| Title: | Peer-to-Peer Distributed Data Stream Mining and Monitoring |
| Speaker: | Hillol Kargupta, University of Maryland, Baltimore County, Baltimore, MD, USA and Agnik, LLC |
| Date & Time: | Monday, September 18th, 2006, 9:00-10:00h |
| Place: | Room 1070, Humbold University, Unter den Linden 60, Berlin, Germany |
Distributed data mining (DDM) deals with the problem of analyzing distributed, possibly multi-party data by paying attention to the computing, communication, storage, and human factors-related issues in a distributed environment. Unlike the conventional off-the-shelf centralized data mining products, DDM systems are based on fundamentally distributed algorithms that do not necessarily require centralization of data and other resources.
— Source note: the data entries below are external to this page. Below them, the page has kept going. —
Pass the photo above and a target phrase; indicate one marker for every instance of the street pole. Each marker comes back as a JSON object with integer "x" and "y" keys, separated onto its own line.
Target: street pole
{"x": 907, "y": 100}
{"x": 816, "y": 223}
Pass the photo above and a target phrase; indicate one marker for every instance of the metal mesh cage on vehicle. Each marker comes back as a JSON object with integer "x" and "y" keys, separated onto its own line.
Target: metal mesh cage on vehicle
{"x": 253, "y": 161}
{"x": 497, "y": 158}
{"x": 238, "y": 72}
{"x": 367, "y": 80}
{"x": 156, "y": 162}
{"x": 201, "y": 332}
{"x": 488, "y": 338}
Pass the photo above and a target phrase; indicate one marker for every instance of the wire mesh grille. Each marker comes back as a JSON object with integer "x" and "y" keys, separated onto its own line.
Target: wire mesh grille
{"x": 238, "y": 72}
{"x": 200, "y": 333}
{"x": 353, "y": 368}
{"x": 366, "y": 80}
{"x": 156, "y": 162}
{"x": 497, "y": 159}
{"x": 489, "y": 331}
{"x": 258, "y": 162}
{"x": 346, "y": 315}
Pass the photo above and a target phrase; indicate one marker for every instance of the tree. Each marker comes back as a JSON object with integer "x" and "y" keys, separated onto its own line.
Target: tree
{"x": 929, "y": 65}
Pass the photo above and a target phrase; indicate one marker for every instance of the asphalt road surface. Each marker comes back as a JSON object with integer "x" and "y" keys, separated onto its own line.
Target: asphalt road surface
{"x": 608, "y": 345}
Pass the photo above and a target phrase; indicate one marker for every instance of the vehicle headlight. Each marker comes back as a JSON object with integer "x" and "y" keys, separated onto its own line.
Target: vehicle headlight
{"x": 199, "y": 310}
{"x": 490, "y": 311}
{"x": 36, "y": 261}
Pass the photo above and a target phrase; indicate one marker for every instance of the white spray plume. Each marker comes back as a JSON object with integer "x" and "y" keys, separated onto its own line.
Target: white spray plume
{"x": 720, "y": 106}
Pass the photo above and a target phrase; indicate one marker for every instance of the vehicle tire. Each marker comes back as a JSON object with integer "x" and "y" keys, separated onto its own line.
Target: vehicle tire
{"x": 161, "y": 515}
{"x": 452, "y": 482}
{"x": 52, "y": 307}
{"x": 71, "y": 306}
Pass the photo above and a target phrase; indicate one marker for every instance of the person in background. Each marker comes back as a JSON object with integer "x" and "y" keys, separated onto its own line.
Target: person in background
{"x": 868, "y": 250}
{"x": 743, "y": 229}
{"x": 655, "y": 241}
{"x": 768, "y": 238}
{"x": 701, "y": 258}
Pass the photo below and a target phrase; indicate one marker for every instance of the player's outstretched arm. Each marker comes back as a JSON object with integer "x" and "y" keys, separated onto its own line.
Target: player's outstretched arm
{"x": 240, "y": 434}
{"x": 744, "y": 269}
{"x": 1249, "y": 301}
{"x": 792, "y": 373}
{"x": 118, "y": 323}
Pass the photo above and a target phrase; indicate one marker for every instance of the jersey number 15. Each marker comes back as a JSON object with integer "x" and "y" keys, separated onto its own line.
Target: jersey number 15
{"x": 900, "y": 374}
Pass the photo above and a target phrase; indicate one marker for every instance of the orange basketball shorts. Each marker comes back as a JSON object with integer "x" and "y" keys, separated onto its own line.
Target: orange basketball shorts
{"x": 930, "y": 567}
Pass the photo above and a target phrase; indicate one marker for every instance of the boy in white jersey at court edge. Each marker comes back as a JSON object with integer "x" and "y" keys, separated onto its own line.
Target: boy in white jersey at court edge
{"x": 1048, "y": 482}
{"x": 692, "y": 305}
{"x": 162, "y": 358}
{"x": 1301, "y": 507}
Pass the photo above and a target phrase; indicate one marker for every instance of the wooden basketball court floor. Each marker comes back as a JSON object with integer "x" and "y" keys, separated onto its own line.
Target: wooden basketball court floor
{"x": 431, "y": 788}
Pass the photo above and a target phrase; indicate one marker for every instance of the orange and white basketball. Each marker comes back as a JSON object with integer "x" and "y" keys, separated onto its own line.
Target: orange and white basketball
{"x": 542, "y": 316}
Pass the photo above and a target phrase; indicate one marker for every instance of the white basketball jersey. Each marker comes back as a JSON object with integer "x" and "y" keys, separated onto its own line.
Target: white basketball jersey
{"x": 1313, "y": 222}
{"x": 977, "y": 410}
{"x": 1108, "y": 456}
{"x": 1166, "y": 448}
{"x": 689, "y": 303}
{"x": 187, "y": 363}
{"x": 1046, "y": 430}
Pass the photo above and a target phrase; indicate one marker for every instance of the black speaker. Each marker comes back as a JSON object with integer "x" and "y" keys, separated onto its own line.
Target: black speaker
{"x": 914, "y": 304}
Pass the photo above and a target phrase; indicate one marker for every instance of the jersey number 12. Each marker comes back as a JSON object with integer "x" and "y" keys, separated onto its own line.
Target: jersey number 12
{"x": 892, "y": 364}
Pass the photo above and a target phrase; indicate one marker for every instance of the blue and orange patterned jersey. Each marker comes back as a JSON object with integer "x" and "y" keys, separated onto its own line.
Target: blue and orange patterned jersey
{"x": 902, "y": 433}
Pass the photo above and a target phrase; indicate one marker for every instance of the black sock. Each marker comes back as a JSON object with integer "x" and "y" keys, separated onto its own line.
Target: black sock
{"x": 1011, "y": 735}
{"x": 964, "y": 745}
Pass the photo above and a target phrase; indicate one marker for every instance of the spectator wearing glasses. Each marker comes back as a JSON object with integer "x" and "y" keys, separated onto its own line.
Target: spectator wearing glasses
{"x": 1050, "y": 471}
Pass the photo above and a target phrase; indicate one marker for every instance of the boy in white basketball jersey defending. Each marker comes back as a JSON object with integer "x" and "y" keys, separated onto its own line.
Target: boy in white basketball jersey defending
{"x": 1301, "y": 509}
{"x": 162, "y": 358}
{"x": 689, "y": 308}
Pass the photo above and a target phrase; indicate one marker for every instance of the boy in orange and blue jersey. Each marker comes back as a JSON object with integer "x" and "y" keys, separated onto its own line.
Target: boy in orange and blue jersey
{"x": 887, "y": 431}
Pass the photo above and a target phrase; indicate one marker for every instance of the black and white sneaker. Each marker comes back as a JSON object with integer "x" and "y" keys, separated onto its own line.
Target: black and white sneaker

DDM technology is finding increasing number of applications in many domains. Examples include data driven pervasive applications for mobile and embedded devices, grid-based large scale scientific and business data analysis, security and defense related applications involving analysis of multi-party possibly privacy-sensitive data, and peer-to-peer data stream mining in sensor and file-sharing networks. This talk will focus on peer-to-peer (P2P) distributed data stream mining and monitoring. It will first discuss the foundation of approximate and exact P2P algorithms for data analysis. Then it will present a class of P2P algorithms for eigen-analysis and clustering in details. The talk will end with a discussion on the future directions of research on P2P data mining.